The reality seems that this approach to refocusing has left policy makers and practitioners with a type of ‘double-vision.’ A twin-track approach has proved too costly to implement and has given confusing and often contradictory messages to families and professionals. Deciding which family should be put into which system moreover has, as implied earlier, been more than a little problematic.

Family support-type services need to start to flourish to set the right context for FGCs to work. Given the complex and longstanding nature of some family problems, it is likely that a range of services and networks will be needed to provide solutions. Multi-agency working and developing statutory and community partnerships have been key in addressing often complex and difficult problems. The greater say groups individuals have in the design and shape of services, the closer we move towards a democratisation of service provision. This needs to have a local development and address local contexts, as the Department of Health assert children’s well-being is best secured in context:

‘Protection is best achieved by building on the existing strengths of the child’s living environment, rather than expecting miracles from isolated and spasmodic interventions.’ (DH 1995)

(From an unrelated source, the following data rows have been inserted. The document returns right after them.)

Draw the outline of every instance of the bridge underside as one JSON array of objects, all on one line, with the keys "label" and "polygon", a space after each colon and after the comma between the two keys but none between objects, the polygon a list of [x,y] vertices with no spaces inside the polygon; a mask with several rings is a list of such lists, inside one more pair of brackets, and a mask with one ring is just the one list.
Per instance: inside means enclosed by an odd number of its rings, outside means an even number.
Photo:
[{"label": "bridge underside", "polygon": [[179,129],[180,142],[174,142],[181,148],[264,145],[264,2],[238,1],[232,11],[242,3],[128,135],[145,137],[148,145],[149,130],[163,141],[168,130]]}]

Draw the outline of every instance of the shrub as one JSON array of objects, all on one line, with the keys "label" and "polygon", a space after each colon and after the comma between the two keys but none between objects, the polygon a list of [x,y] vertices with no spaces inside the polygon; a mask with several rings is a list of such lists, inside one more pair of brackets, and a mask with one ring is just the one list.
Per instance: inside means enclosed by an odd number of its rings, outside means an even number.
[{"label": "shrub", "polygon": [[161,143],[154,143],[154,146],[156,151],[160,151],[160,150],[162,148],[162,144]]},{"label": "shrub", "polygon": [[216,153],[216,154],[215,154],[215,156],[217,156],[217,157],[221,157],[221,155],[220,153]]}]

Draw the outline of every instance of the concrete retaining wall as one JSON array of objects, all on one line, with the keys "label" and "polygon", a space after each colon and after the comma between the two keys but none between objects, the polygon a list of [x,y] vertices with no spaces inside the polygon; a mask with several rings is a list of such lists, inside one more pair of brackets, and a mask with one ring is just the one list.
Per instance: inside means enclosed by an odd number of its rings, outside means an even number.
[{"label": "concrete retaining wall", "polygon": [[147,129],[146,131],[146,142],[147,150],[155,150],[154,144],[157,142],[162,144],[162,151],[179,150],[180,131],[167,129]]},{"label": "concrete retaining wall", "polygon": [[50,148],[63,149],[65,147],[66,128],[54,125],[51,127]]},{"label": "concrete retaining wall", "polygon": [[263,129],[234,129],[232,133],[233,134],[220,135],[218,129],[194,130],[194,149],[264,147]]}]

In practice FGC plans often are more detailed and imaginative than professionals working in isolation, drawing on a wider base of information about their family. The key challenge for agencies is to try and meet requests and plans in a flexible and sensitive way. There is clearly a need to help organizations and services adapt to the needs of families.

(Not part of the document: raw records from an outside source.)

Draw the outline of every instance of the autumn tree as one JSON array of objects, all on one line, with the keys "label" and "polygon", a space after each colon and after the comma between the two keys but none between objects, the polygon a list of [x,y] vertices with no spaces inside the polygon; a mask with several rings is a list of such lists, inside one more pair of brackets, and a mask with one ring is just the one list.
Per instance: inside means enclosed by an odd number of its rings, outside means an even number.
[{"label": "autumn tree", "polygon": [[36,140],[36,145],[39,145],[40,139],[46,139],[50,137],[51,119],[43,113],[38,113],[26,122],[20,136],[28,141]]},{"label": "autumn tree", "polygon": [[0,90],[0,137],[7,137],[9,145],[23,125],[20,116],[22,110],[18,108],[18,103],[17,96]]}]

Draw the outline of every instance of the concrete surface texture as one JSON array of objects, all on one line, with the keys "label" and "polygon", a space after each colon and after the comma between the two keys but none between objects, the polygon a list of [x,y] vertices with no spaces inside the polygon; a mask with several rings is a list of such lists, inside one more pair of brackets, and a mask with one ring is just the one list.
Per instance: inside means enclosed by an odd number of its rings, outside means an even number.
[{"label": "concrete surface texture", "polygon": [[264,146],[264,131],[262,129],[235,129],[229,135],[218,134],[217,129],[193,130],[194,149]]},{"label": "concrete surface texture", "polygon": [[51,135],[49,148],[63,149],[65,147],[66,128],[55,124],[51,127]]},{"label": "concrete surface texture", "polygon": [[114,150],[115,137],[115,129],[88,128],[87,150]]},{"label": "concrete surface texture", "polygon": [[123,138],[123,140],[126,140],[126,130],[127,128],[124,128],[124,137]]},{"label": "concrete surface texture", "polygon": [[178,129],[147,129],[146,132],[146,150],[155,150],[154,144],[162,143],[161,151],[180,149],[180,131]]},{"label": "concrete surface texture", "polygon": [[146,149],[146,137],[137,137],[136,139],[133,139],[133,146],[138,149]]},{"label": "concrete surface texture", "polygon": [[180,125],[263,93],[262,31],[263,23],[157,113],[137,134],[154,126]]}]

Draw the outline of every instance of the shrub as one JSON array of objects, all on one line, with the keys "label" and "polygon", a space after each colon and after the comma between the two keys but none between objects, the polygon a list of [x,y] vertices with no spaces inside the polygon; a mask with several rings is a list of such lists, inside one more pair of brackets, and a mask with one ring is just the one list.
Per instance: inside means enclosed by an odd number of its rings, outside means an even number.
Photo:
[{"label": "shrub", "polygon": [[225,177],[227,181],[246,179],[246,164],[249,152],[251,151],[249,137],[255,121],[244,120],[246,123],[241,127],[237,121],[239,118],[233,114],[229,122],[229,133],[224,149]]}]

‘The plan seemed imaginative and produced a range of ideas that social services would never have thought of.’

‘I felt the plan was more relevant and honest than many of the plans made by social services, as it came from the family not just agreed by them.’ (social workers in Lupton et al 1995)

A key practice issue for FGC in the UK has been the introduction of ‘independent’ coordinators. This has provided a facilitator outside of the statutory agencies, to run the conferences and is predicated on the idea that as independent they will retain a neutral position and won’t have an interest in influencing outcomes of the conference. This in theory at least will mean they are more likely to encourage each family to have more control over decision-making processes.

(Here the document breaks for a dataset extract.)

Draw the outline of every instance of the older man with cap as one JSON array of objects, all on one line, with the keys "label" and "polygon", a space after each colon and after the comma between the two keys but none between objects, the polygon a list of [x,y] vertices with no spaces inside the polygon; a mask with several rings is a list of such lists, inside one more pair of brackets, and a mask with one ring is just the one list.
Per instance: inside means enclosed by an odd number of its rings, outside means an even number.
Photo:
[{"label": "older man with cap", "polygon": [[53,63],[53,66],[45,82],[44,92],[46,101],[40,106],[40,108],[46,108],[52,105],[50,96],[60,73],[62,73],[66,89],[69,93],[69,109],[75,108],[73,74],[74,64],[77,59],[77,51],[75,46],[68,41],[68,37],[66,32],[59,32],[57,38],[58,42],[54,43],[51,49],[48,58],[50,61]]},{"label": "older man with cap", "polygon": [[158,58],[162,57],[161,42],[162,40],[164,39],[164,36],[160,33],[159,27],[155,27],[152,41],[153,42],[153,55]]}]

The provision of coordinators has varied across the UK, some operating from within social work agencies but outside the direct line of decision-making, others working completely outside any agency acting as independent community-based FGC workers. In Hampshire we have wanted to ensure that independence was as much a state of mind as status, so we have drawn widely from the community bringing in coordinators with other occupations such as marriage guidance counselor, artist, head teacher, typist, nurse, community worker, service user, biology professor.

There must be doubts an independence state of mind being brought by professionals with a background in social welfare with various allegiances to the agency function and culture. Moreoever, the collected and assumed professional wisdom from training and experience may make those who have worked consistently with families in crisis hold on to certain social work attitudes to families. In many ways coordinating FGCs may be understood better as art rather than science. Coordinators start with a blank sheet, rather than program or script and will work with families to fill the blank spaces thereby shaping each family’s FGC in their own way.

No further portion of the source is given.